Last year, we all worked particularly hard together. Reduced city budgets meant plenty of clean up was needed in every inch of that park. The weather was heating up and we were hustling to finish each of our sections so we could take a much needed lunch break in the shade before Noon. The cold drinks, crisp watermelon, and barbecued hamburgers were teasing our senses. Right before that break, the leader of our project said they had just met a family one block away who needed our help. An older couple had recently lost their adult son to a heart attack and their lawn had become overgrown to the point that the city was going to issue a fine until it was corrected. Our leader, who was just as exhausted as the rest of us, asked for six men to head over with him. It would be another hour of work. Simon didn’t hesitate to volunteer. He started walking toward the home immediately. Through dripping sweat, he hustled over with five other men to clean up the yard of these now weeping yet grateful grieving parents.

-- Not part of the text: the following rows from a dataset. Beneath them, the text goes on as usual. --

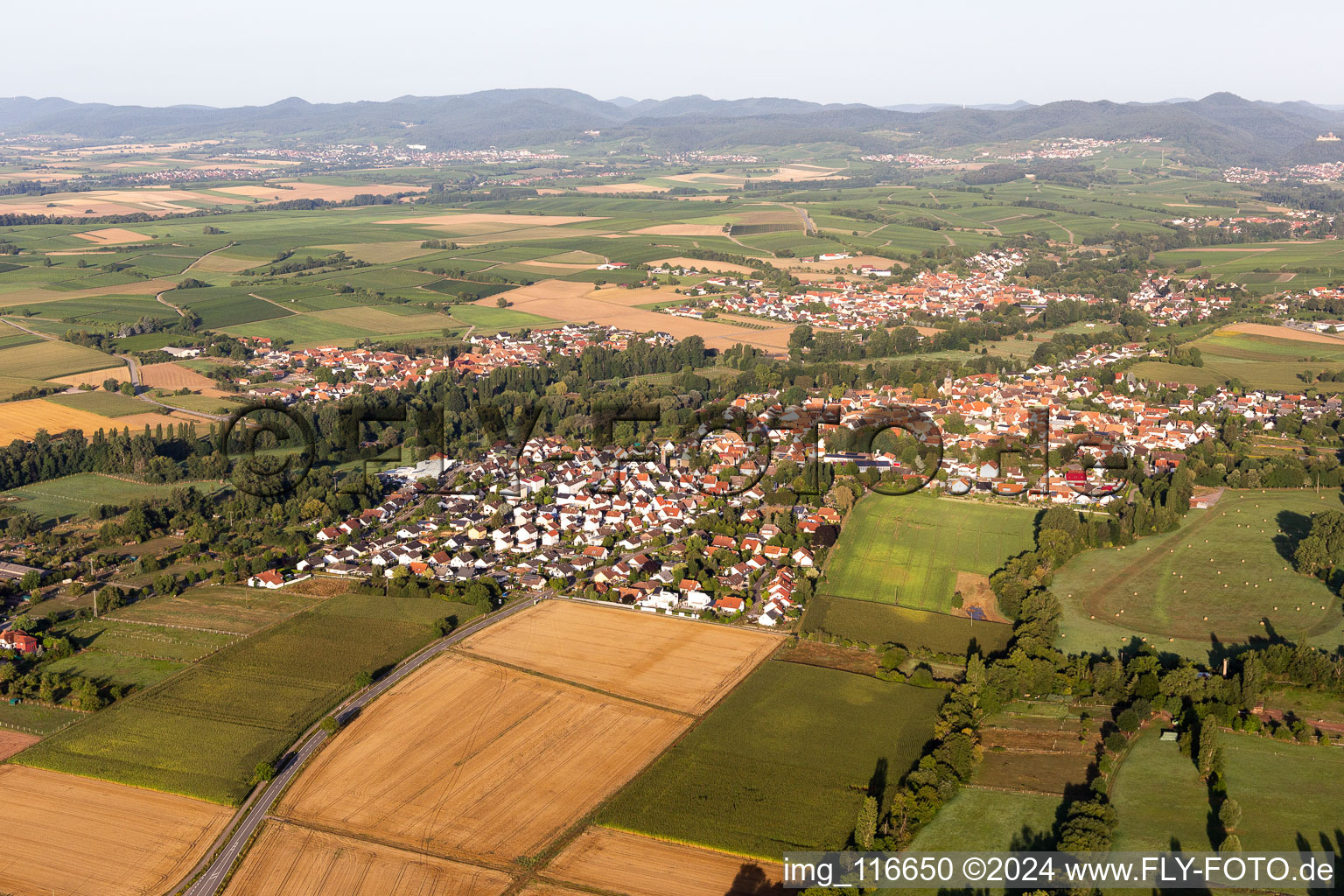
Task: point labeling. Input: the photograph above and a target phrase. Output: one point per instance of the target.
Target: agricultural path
(253, 813)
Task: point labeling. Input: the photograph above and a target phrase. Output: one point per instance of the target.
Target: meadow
(1256, 360)
(202, 732)
(160, 642)
(1213, 582)
(909, 550)
(78, 494)
(781, 763)
(1160, 800)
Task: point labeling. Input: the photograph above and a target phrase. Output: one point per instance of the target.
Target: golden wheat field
(80, 837)
(288, 860)
(642, 655)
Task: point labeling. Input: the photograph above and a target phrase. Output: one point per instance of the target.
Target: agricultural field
(639, 655)
(85, 837)
(832, 735)
(617, 861)
(109, 669)
(12, 742)
(101, 403)
(872, 622)
(45, 360)
(202, 732)
(491, 762)
(917, 551)
(1037, 752)
(1269, 358)
(288, 860)
(230, 609)
(1160, 798)
(411, 770)
(78, 494)
(1215, 580)
(153, 641)
(990, 820)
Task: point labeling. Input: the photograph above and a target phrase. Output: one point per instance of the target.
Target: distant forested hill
(1221, 128)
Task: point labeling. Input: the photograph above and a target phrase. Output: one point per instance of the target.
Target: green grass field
(1160, 798)
(1226, 564)
(80, 494)
(116, 669)
(35, 719)
(781, 763)
(488, 318)
(203, 731)
(990, 820)
(160, 642)
(102, 403)
(909, 550)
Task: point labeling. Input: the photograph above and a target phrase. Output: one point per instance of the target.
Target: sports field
(80, 837)
(822, 731)
(909, 550)
(1219, 577)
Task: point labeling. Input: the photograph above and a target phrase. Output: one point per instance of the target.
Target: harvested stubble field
(617, 861)
(640, 655)
(1284, 332)
(82, 837)
(1226, 575)
(471, 758)
(202, 731)
(290, 860)
(230, 609)
(172, 375)
(12, 742)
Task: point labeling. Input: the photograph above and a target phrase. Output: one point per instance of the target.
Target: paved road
(255, 812)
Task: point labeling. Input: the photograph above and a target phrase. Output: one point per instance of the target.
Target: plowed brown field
(298, 861)
(616, 861)
(668, 662)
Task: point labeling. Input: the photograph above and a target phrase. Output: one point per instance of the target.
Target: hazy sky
(880, 52)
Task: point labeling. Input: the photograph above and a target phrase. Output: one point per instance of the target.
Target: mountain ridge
(1221, 128)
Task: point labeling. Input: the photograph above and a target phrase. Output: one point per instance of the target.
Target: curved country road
(257, 808)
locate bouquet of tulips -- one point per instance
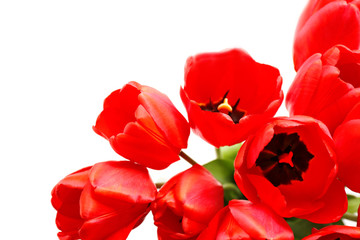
(273, 178)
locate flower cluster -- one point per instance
(282, 177)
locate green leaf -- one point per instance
(353, 204)
(229, 153)
(231, 191)
(302, 228)
(222, 170)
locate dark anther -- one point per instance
(284, 159)
(235, 115)
(225, 95)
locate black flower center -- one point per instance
(284, 159)
(223, 106)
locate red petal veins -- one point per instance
(135, 138)
(122, 180)
(336, 23)
(172, 124)
(347, 144)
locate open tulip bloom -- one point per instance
(286, 177)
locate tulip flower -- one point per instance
(245, 220)
(290, 166)
(143, 126)
(65, 199)
(228, 95)
(326, 87)
(105, 201)
(347, 143)
(323, 24)
(186, 203)
(335, 232)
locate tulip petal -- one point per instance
(137, 145)
(347, 144)
(335, 205)
(119, 108)
(172, 124)
(336, 23)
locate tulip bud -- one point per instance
(186, 203)
(104, 201)
(140, 123)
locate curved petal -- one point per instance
(335, 205)
(347, 142)
(152, 154)
(336, 23)
(119, 108)
(172, 124)
(122, 180)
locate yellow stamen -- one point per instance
(225, 107)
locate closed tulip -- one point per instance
(105, 201)
(143, 126)
(290, 166)
(186, 203)
(335, 232)
(325, 23)
(228, 95)
(245, 220)
(326, 87)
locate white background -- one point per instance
(60, 59)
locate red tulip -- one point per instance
(325, 23)
(228, 95)
(244, 220)
(335, 232)
(347, 143)
(186, 203)
(326, 87)
(105, 201)
(143, 126)
(290, 166)
(65, 199)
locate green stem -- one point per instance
(218, 153)
(350, 217)
(187, 158)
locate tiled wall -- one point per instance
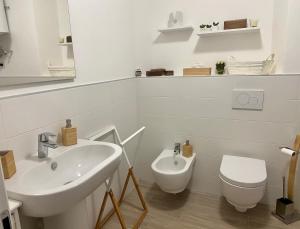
(172, 109)
(199, 109)
(91, 108)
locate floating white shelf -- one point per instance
(65, 44)
(176, 29)
(229, 31)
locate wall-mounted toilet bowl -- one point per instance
(243, 181)
(172, 173)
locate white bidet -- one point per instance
(172, 173)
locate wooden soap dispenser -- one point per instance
(187, 149)
(69, 134)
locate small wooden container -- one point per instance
(235, 24)
(8, 163)
(196, 71)
(69, 134)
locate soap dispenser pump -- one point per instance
(187, 149)
(69, 134)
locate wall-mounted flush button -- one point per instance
(247, 99)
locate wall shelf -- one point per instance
(176, 29)
(229, 31)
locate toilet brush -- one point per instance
(285, 210)
(284, 206)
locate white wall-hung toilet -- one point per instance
(172, 173)
(243, 181)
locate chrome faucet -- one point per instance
(177, 149)
(44, 143)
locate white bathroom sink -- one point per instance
(80, 169)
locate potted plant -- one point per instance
(220, 67)
(202, 27)
(209, 27)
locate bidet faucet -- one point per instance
(177, 149)
(44, 143)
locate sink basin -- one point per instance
(51, 186)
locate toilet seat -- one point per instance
(243, 172)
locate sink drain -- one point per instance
(68, 182)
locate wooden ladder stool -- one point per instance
(101, 221)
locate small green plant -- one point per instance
(220, 67)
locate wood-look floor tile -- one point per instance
(192, 211)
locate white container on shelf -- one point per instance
(235, 67)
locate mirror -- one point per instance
(35, 41)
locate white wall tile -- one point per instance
(200, 109)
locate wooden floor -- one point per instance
(189, 211)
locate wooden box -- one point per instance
(8, 163)
(69, 136)
(196, 71)
(235, 24)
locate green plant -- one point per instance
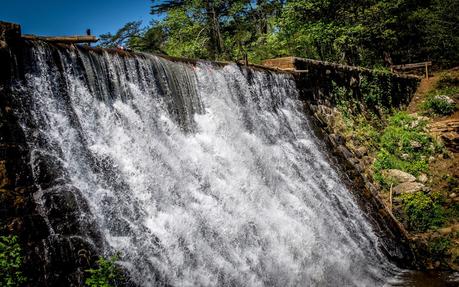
(439, 246)
(405, 146)
(447, 80)
(106, 275)
(10, 262)
(439, 105)
(423, 211)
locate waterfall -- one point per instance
(197, 174)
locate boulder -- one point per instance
(408, 187)
(399, 175)
(422, 178)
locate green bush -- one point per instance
(423, 211)
(439, 105)
(405, 146)
(10, 262)
(106, 275)
(447, 80)
(439, 246)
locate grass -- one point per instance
(440, 101)
(11, 262)
(424, 211)
(404, 145)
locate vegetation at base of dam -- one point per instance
(409, 162)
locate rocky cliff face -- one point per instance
(57, 228)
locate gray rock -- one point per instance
(445, 98)
(361, 151)
(399, 175)
(422, 178)
(408, 187)
(415, 144)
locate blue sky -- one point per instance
(66, 17)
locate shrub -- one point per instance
(404, 146)
(10, 262)
(106, 275)
(447, 80)
(439, 246)
(439, 105)
(423, 211)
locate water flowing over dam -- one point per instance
(197, 174)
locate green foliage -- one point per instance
(423, 211)
(447, 80)
(439, 246)
(439, 105)
(405, 146)
(372, 33)
(10, 262)
(106, 275)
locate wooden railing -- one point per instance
(413, 66)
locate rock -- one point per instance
(448, 131)
(445, 231)
(422, 178)
(408, 187)
(445, 98)
(361, 151)
(399, 175)
(415, 144)
(346, 153)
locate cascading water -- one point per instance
(198, 175)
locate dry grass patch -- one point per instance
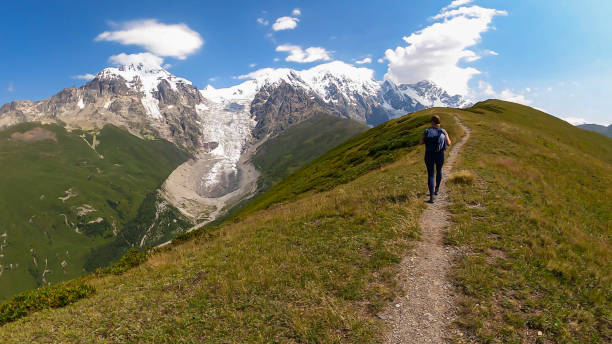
(462, 177)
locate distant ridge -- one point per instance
(602, 129)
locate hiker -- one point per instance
(436, 141)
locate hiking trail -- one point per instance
(424, 313)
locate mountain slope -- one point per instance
(318, 265)
(280, 156)
(537, 228)
(598, 128)
(65, 193)
(301, 283)
(223, 127)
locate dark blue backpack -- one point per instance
(435, 140)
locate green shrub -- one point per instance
(130, 259)
(55, 296)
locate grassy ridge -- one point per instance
(365, 152)
(317, 266)
(317, 269)
(281, 156)
(42, 243)
(537, 227)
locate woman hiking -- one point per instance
(436, 141)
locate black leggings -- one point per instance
(431, 159)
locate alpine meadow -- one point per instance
(416, 172)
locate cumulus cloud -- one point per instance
(285, 23)
(364, 61)
(486, 91)
(146, 59)
(172, 40)
(574, 120)
(296, 54)
(457, 3)
(87, 76)
(435, 52)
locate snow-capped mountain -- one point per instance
(221, 127)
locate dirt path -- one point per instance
(424, 313)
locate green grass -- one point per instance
(35, 174)
(315, 258)
(537, 226)
(281, 156)
(363, 153)
(317, 269)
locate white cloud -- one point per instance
(173, 40)
(574, 120)
(87, 76)
(434, 53)
(285, 23)
(457, 3)
(146, 59)
(486, 91)
(296, 54)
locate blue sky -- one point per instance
(553, 55)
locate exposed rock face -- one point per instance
(222, 126)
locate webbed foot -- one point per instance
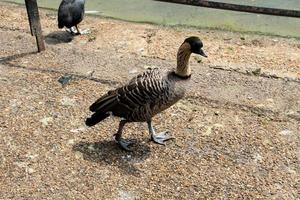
(160, 138)
(125, 144)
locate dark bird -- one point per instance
(147, 94)
(70, 14)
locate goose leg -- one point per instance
(82, 32)
(124, 144)
(70, 30)
(78, 31)
(159, 138)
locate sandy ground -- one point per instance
(237, 130)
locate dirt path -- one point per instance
(237, 134)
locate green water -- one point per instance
(174, 14)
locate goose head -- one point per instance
(195, 45)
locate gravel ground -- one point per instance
(237, 130)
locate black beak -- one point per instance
(201, 52)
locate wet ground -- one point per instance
(175, 14)
(237, 130)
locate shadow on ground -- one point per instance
(58, 37)
(108, 153)
(16, 56)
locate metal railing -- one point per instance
(236, 7)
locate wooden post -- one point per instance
(34, 23)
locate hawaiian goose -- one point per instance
(70, 14)
(147, 94)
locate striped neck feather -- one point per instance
(183, 56)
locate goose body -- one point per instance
(147, 94)
(70, 13)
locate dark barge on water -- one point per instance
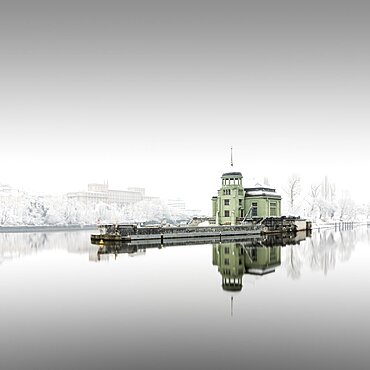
(257, 227)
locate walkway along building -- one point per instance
(234, 203)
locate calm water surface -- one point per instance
(214, 306)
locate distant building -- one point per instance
(101, 193)
(177, 205)
(233, 202)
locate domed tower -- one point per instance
(228, 206)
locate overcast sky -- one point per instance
(154, 93)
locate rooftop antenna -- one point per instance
(232, 306)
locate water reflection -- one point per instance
(255, 257)
(319, 252)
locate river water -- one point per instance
(67, 305)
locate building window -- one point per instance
(254, 209)
(253, 254)
(273, 209)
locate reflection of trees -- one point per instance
(322, 250)
(17, 245)
(293, 262)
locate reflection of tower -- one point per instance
(229, 258)
(262, 260)
(236, 259)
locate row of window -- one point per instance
(254, 210)
(227, 202)
(227, 261)
(228, 192)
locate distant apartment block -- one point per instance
(101, 193)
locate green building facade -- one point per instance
(234, 203)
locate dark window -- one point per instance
(273, 209)
(254, 209)
(254, 254)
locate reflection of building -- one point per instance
(234, 202)
(236, 259)
(101, 193)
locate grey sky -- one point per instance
(153, 93)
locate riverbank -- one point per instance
(45, 228)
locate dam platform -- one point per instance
(114, 233)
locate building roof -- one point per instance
(232, 174)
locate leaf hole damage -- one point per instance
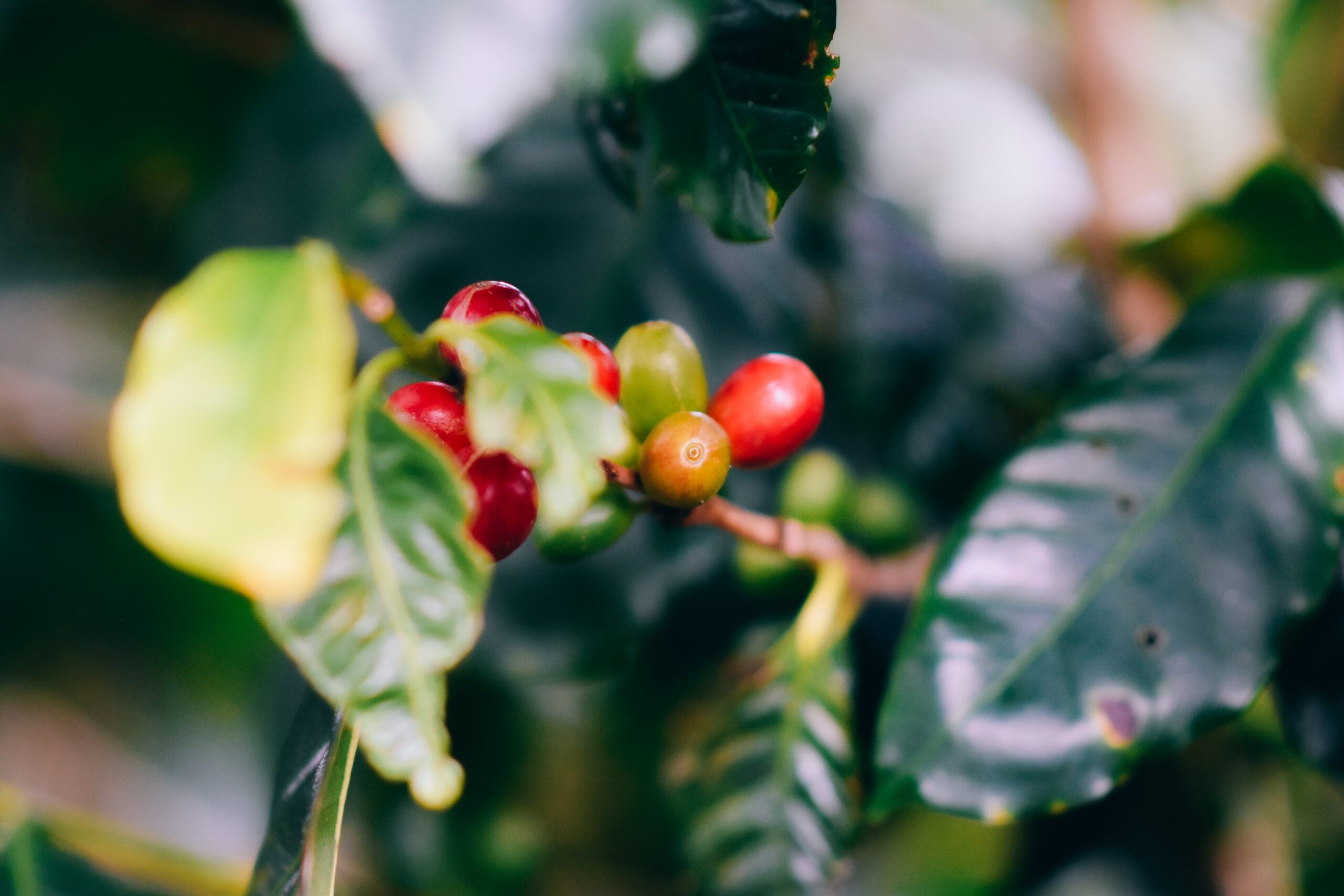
(1152, 638)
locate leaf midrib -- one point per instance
(1265, 359)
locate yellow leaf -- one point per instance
(227, 431)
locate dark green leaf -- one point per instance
(769, 794)
(1276, 224)
(1124, 583)
(1307, 71)
(299, 851)
(398, 606)
(1309, 686)
(734, 133)
(611, 129)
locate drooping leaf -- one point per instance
(447, 80)
(734, 133)
(530, 394)
(1276, 224)
(769, 793)
(1124, 583)
(226, 436)
(1307, 75)
(400, 602)
(299, 852)
(1309, 686)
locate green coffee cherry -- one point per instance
(600, 527)
(662, 374)
(764, 570)
(816, 488)
(882, 516)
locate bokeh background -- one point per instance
(940, 270)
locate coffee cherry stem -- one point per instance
(896, 577)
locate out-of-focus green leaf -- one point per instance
(227, 431)
(611, 129)
(400, 602)
(307, 805)
(1307, 73)
(61, 852)
(769, 794)
(1309, 686)
(1276, 224)
(447, 80)
(527, 393)
(734, 133)
(1124, 583)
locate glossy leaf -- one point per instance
(769, 794)
(398, 606)
(444, 80)
(1124, 583)
(1276, 224)
(527, 393)
(307, 805)
(226, 436)
(1307, 73)
(734, 133)
(1309, 686)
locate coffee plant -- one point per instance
(1046, 571)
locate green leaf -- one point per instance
(1307, 75)
(299, 851)
(64, 852)
(1309, 686)
(1126, 582)
(769, 793)
(1276, 224)
(226, 436)
(400, 604)
(733, 135)
(527, 393)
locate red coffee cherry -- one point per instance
(506, 491)
(685, 460)
(769, 407)
(606, 373)
(484, 300)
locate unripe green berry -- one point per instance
(685, 460)
(600, 527)
(882, 516)
(764, 570)
(662, 374)
(816, 488)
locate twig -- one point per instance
(891, 577)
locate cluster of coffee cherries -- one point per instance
(762, 414)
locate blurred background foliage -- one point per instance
(936, 269)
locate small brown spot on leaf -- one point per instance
(1119, 721)
(1152, 638)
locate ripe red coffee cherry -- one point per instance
(484, 300)
(685, 460)
(606, 373)
(769, 407)
(506, 491)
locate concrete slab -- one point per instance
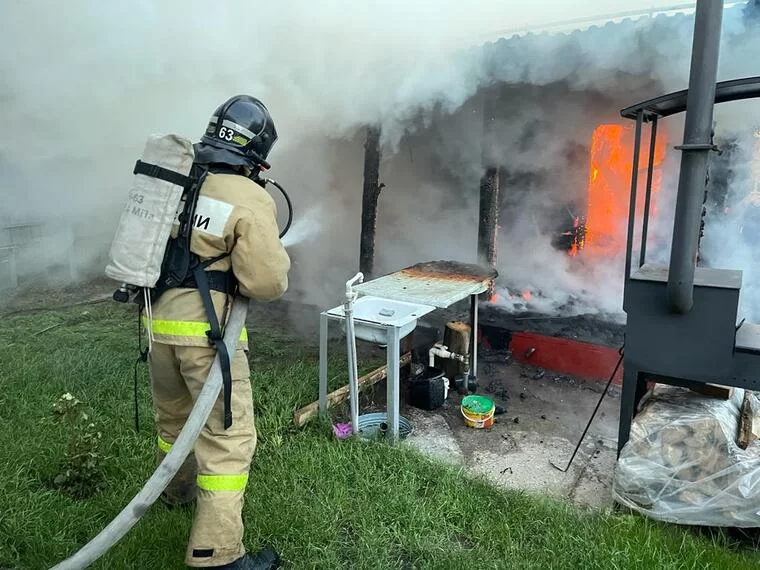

I remember thinking Simon acted a bit sluggish that day. He said he was tired and felt a little “off”. He didn’t complain, just mentioned casually that he wasn’t feeling very well. But I also remember thinking, he must not feel that bad. Who would want to work for hours in the hot sun if they did not feel well? Simon would. He didn’t flinch when asked to work even harder and longer. He just did it. Serving was in his blood. Helping others and denying self was just what he did. He had no idea that just three weeks later he would be told he was dying of stage four cancer.
Serve weekend would conclude with a celebration at the central park in our city. Hundreds of familiar faces from the community gathered in the cool evening for an interfaith program to hear how the projects went, to reflect, to worship, and to fellowship. I remember every detail so clearly. Simon sat on a folding chairs with our youngest daughter, snacked on a picnic dinner, and chatted with old friends, periodically checking on our older kids while they ran around in the playground area. I stood and swayed with one of our friend’s infants while singing my heart out during the worship time. Simon and I would steal glances during those few hours. We felt fulfilled. Happy. Peaceful. We had our community, our church family, our children, and each other. It truly was the calm before the storm. Thank you Jesus for those moments. (If you look closely in the picture above, you can see see the back of Simon toward the right on a white chair with our daughter. I’m standing on the far right.)
I hope our son and daughters remember what a hard worker their father was. As their memories of him fade, I hope they can hold on to those glimpses of Simon’s servant heart and passion for Jesus. They have the privilege of knowing their dad persevered against pain and discomfort to help others until his body gave out on him.